After a 70-year ban, Adolf Hitler's Nazi manifesto Mein Kampf was made available again in Germany in 2016, and as The BBC reports, the German publisher of a special annotated edition of the anti-semitic text says sales have soared since its launch a year ago.
How fortunate for governments that the people they administer don’t think.
– Adolf Hitler
As The BBC reports, about 85,000 German-language copies of the anti-Semitic Nazi manifesto have been sold.
Publisher Andreas Wirsching said "the figures overwhelmed us".
He is director of the Institute of Contemporary History (IfZ) in Munich.
At the end of January the IfZ will launch a sixth print run.
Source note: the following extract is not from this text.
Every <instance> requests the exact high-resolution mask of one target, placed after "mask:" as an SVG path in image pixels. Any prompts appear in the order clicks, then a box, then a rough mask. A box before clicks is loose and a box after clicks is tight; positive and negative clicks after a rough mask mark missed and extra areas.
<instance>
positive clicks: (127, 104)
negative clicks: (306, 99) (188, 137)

The book contains critical notes by scholars.
Unlike the Nazi-era editions, the IfZ's Mein Kampf (My Struggle) has a plain white cover – without a picture of Hitler. The swastika and other Nazi symbols are banned in Germany.
Mr Wirsching told the German news agency DPA that the IfZ was planning a shorter, French-language edition. "But two-thirds of our commentaries will be translated" for it, he said.
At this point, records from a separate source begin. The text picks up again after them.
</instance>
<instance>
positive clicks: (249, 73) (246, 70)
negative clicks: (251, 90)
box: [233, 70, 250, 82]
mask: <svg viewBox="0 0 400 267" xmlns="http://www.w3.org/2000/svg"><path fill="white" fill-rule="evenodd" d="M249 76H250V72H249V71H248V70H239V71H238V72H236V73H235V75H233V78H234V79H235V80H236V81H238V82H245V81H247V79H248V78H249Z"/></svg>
He said the IfZ had obtained solid legal advice before republishing the book on a limited scale. And the scholarly edition was aimed partly at pre-empting any editions put out by Nazi sympathisers.
"It would be irresponsible to just let this text spread arbitrarily," he told DPA.
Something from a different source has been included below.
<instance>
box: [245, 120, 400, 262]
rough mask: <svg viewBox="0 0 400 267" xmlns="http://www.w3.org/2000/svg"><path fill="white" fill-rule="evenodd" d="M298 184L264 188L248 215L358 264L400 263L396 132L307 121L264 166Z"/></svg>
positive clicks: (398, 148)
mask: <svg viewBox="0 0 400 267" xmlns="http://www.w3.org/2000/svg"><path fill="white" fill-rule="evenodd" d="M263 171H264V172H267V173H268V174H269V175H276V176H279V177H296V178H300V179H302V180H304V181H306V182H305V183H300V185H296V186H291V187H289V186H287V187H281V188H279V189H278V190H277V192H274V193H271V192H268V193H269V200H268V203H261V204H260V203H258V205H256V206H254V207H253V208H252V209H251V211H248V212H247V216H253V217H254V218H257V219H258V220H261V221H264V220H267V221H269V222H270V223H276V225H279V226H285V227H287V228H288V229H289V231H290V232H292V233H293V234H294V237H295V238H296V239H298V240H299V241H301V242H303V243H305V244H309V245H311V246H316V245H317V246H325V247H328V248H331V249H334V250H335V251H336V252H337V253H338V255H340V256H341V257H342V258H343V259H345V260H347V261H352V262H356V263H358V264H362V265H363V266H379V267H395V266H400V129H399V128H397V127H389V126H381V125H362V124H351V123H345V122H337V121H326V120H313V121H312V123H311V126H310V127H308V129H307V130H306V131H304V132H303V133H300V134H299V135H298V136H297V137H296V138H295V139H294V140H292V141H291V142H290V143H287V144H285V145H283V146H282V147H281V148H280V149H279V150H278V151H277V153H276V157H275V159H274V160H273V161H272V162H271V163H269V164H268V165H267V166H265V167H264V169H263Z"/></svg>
But, as Mike Krieger noted previously, sales of Hitler's manifesto have been soaring worldwide for the last few years. At this point, we’d like to remain hopeful that these sales trends spring from a similar curiosity on behalf of the population, rather than from a darker more hateful place. From Time:
The infamous manifesto Adolf Hitler wrote while in prison after a failed coup in 1923, Mein Kampf or My Struggle, in which the dictator outlined his idea of a global Jewish conspiracy, is a surprise hit on the ebook market. While the book’s print copy sales remain stagnant, the ebook is in the top 20 on iTunes’s Politics & Events chart, next to books by Sarah Palin and Glenn Beck, the number one Propaganda & Political Psychology book on Amazon, and the 17th bestseller in the company’s Nationalism list. How could that be?
Chris Faraone explains why in a fascinating essaythat argues ebooks provide the perfect format for reading controversial material. “Mein Kampf could be following a similar trend to that of smut and romance novels,” Faraone writes. Customers may have not wanted to be seen reading the book or having it on their shelf at home, but the cheap digital copies “can be quietly perused then dropped into a folder or deleted.”
Ebook reviewers’ comments support the 50 Shades of Grey theory. “I think I waited 45 years to read Hitler’s words… I wish I had read it sooner,” wrote Steven Wagg. “Curiosity killed me to get this book,” said another reviewer. The document also functions as a warning: “People need to understand that if we do not learn from people like this, then we will fall into their traps again,” Ray D’Aguanno wrote on Amazon.
Ronald Lauder, president of the World Jewish Congress, says it "'would be best to leave 'Mein Kampf' where it belongs: the poison cabinet of history.'" "'Unlike other works that truly deserve to be republished as annotated editions, 'Mein Kampf' does not,'" he adds.